N.S. : Quel est votre commentaire à propos d’Occupy Wall Street ? Vous avez abordé ce sujet aussi dans votre livre.
J.S. : La réflexion à propos d’Occupy Wall Street faisait écho à celle courante dans notre pays à l’effet que notre système économique est injuste. Vous savez, la protestation en Tunisie a commencé par une revendication pour des emplois, (je suis allé en Tunisie) mais ce n’en était qu’une partie, l’autre portait sur l’injustice de notre système. Il y avait un espoir, qu’après la crise, le gouvernement arrangerait les choses. Il ne l’a pas fait, il n’a pas assez fait. Alors, ce sentiment d’injustice économique et que le système politique ne semble pas capable de corriger les injustices, je crois que c’est ce qui a principalement motivé les occupants d’Occupy Wall Street.
A.G. : Nous allons entendre un extrait d’une déclaration du maire de New-York, Michael Bloomberg à propos d’Occupy Wall Street. Il dit que les revenus de taxation (issus de l’industrie financière de Wall Street), sont critiques pour la ville. (…) C’était en octobre dernier.
Maire M. Bloomberg : Les protestations qui tentent d’éliminer des emplois de travailleurs et travailleuses de cette ville ne sont pas productives. Et ceux et celles de nos employéEs, de nos syndiquéEs qui participent à ce mouvement oublient que leurs salaires viennent des taxes que payent ceux et celles qu’ils tentent de diaboliser.
A.G. : Qu’en dites-vous M. Stiglitz ?
J.S. : Je pense que c’est une erreur à 100%. Ce que je veux dire, c’est qu’en démocratie, il est fondamental que les gens puissent exprimer leurs points de vue.
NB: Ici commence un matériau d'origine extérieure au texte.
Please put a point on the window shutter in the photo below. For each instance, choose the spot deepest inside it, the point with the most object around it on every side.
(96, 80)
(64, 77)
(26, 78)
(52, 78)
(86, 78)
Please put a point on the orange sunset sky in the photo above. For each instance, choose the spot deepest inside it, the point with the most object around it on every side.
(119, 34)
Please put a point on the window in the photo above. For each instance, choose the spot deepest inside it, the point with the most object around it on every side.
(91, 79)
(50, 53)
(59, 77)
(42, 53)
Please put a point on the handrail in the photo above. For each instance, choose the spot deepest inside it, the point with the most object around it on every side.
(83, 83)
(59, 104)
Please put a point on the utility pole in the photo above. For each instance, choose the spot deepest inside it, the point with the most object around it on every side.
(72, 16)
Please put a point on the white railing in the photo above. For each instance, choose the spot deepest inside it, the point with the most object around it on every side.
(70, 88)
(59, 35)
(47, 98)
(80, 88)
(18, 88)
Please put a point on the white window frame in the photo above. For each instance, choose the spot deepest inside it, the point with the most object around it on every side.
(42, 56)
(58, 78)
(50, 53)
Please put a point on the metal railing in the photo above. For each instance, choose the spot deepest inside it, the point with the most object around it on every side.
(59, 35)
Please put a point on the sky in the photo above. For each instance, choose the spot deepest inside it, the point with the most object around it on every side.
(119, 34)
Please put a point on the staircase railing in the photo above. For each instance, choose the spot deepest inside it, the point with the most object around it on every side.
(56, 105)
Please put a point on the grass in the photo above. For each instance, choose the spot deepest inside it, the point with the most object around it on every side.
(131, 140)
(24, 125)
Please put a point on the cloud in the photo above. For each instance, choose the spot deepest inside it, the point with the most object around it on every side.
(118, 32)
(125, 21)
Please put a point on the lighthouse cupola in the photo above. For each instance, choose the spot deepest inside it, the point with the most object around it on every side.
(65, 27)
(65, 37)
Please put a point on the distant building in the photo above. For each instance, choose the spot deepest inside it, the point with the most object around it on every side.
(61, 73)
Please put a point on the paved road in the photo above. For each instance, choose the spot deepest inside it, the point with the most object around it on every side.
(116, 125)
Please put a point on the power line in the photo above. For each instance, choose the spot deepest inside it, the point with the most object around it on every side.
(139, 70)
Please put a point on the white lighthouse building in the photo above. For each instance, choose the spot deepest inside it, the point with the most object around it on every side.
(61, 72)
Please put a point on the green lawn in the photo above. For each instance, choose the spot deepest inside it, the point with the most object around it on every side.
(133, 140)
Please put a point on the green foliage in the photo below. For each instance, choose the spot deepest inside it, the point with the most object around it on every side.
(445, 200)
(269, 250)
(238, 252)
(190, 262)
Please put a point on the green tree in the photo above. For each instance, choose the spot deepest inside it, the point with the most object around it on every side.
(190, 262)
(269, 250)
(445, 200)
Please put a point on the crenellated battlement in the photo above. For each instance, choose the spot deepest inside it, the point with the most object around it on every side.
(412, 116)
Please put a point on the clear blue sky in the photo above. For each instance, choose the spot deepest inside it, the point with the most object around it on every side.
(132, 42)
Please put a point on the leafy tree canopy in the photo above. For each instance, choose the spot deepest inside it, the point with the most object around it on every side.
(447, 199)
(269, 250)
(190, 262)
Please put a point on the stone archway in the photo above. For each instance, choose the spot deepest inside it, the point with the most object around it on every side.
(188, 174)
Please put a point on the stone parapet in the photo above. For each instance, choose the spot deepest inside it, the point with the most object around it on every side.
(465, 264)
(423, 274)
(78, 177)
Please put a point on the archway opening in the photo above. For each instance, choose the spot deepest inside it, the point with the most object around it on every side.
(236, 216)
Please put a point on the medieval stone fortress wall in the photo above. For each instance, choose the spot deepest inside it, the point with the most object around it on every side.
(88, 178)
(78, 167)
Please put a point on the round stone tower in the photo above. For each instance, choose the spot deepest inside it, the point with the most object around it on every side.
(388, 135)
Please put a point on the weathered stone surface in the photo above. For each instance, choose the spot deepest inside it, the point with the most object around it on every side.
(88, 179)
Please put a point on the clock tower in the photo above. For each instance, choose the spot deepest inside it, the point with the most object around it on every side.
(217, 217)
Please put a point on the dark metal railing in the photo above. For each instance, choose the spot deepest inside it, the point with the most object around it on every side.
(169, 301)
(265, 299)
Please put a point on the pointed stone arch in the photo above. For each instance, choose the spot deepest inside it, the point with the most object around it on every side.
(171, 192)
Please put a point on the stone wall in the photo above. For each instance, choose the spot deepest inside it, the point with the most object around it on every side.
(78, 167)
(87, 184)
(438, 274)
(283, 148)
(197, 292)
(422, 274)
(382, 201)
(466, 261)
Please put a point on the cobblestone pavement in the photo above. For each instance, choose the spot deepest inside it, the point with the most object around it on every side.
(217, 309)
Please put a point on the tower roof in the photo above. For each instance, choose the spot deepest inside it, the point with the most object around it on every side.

Ces protestataires ont espéré que les politicienNEs entendraient leur voix, s’attaqueraient aux inégalités dans notre société aux déficiences de notre système financier. Et il est devenu absolument clair que l’argent mène la politique ; c’est un sujet important dont je traite dans mon livre. L’argent modèle les marchés. Ils n’existent pas dans le vide. Leur façon de fonctionner repose sur des lois et des règles votées par le Congrès. Alors, si les législateurs-trices conçoivent ces règles pour que le 1% soit favorisé plutôt que de venir en aide au reste de la société, il y a quelque chose qui ne va pas. Le mouvement de protestation est issu d’une frustration, d’un sentiment que les politiques démocratiques ne reflètent pas les vues de la majorité dans le pays. On peut dire les 99%.
A.G. : Voudriez-vous que ce courant se développe, s’amplifie ? Vous y êtes allé à Occupy ?
J.S. : Je pense qu’il est extrêmement important que d’une façon ou d’une autre, nous ayons des politiques que prennent en compte les intérêts de la majorité. (Ce n’est pas le cas lorsque) les lois sur les faillites donnent la priorité aux actionnaires et autres impliquéEs dans l’entreprise (sauf les employéEs) et encourage la spéculation sur les marchés financiers ; ou encore quand ces mêmes lois stipulent que les étudiantEs ne peuvent pas faire faillite peu importe la qualité de l’éducation et des diplômes reçus dans des écoles à but lucratif, c’est quelque chose d’incorrect.